We were living in Ramsgate by then and my dad, having demobbed from the army in 1966, was teaching at Chatham House Boys Grammar, which provided yet another source of eager diggers willing to follow their hero into battle – well, he was a Classics teacher; these allusions are prodigious in mythology, and young boys are so wonderfully impressionable to such heroic ideologies, are they not? For the next three years I spent quite a considerable amount of time up to my neck in a lot of Anglo-Saxon graves dug into the chalk escarpment of St Peter’s municipal rubbish tip, in the easternmost point of England and Kent, alongside all those Chatham House boys. By 1972 I was already a very capable archaeologist myself, did I but realise it. Thankfully, I was too young to have any interest in the boys either. Of course, I did realise it eventually, after life’s twists and turns had carried me to a place where I was able to look inside and see what I really wanted from it. I could say so much more about boys at this point too, but that’s an entirely different story!
We moved from Ramsgate to Broadstairs in 1971, and at that time had the contents of roughly 200 Anglo-Saxon graves stacked in boxes in various parts of the house, garden and garage. When my grandparents came to stay with us, while looking for a flat nearby, my dad was turfed out of his study too, so space had to be made somewhere for the fruits of this rather out of control hobby of his. He got the shed of his dreams. All the bones boxes fitted into it. He had his desk and all the stuff a Classics teacher-turned-Archaeologist could possibly need in there. It must have been heaven to be able to shut that door on the rest of us and just immerse himself in his Anglo-Saxon paradise shed.

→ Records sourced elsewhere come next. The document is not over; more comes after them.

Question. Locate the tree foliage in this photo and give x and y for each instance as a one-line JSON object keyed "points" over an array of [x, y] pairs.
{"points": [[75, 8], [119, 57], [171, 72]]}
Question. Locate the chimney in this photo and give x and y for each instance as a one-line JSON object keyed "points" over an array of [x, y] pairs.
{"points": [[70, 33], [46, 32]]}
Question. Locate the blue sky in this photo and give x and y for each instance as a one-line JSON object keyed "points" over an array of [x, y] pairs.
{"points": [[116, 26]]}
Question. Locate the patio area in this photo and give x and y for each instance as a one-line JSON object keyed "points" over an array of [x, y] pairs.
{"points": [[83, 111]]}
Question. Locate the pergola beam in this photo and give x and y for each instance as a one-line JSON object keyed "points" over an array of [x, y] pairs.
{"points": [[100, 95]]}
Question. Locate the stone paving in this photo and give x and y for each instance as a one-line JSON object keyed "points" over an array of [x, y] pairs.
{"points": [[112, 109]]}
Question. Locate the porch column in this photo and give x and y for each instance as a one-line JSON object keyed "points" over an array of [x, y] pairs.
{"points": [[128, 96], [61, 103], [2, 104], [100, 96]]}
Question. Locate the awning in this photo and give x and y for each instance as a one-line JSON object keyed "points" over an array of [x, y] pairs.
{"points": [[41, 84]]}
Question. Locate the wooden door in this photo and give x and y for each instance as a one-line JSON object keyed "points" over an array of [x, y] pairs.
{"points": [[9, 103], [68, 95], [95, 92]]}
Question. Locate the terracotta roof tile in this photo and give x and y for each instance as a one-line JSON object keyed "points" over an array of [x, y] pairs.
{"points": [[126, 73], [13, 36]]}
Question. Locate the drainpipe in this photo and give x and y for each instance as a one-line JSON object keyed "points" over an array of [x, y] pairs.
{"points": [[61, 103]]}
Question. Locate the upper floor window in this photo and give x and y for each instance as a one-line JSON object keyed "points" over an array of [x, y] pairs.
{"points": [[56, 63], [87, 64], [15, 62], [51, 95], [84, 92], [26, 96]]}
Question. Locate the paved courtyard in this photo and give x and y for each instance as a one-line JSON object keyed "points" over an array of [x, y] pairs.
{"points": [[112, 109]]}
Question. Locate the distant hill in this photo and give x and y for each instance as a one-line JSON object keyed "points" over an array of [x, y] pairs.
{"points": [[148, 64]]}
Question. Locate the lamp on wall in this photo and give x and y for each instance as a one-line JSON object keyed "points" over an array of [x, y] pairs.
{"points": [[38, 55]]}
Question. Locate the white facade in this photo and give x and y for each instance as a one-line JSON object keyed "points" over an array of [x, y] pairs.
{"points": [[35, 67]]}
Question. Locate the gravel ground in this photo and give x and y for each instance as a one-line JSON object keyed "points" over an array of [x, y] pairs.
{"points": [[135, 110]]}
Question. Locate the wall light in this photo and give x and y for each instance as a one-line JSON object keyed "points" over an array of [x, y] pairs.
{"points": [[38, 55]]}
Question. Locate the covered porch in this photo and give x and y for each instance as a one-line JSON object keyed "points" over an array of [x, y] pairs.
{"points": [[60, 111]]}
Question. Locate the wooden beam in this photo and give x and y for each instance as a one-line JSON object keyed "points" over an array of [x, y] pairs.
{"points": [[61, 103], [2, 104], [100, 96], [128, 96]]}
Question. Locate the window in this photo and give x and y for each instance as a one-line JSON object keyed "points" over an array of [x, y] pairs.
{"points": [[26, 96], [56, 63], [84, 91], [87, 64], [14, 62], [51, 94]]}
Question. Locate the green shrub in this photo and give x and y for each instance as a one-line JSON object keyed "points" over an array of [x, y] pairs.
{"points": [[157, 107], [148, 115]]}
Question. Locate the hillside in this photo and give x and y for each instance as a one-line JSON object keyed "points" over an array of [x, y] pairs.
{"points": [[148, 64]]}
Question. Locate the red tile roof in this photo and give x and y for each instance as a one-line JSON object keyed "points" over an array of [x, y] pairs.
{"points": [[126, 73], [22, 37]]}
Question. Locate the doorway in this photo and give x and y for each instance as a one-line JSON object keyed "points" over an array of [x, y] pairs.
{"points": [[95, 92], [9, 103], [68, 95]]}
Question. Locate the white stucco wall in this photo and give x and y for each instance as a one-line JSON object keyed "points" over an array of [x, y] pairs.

The first grave he excavated at St P’s was of a high status Anglo-Saxon woman. He kept her skull on his desk, on top of the box it was otherwise stored in, like a pedestal for a princess. He called her Anna. She must have worked some pretty mean magic on him from atop that box in the shed; it was there he wrote the article that was published to the Archaeological Journal number 130 on “Structural Features in Anglo-Saxon Graves” in 1973, and when I was reading Medieval Archaeology at UCL in 1993, my personal tutor was still using it to teach about the different types of grave structures we see in Anglo-Saxon cemeteries, as, he said, it had never been superseded. Amongst all the other things I had to be proud of in my dad, that was a pretty big deal, and all because Anna, the Anglo-Saxon skull, had cast her magic from the pedestal of her storage box in our shed. I’ve never wondered at the irony of that, not until this very moment. I don’t suppose she ever imagined in life that she’d be casting spells of such magnitude 1300 years later in death. Now, when I look at the picture of the skellies heading this post, I like to think that she’d have enjoyed the paradox of taking a selfie with the old man on her iPhone 5S.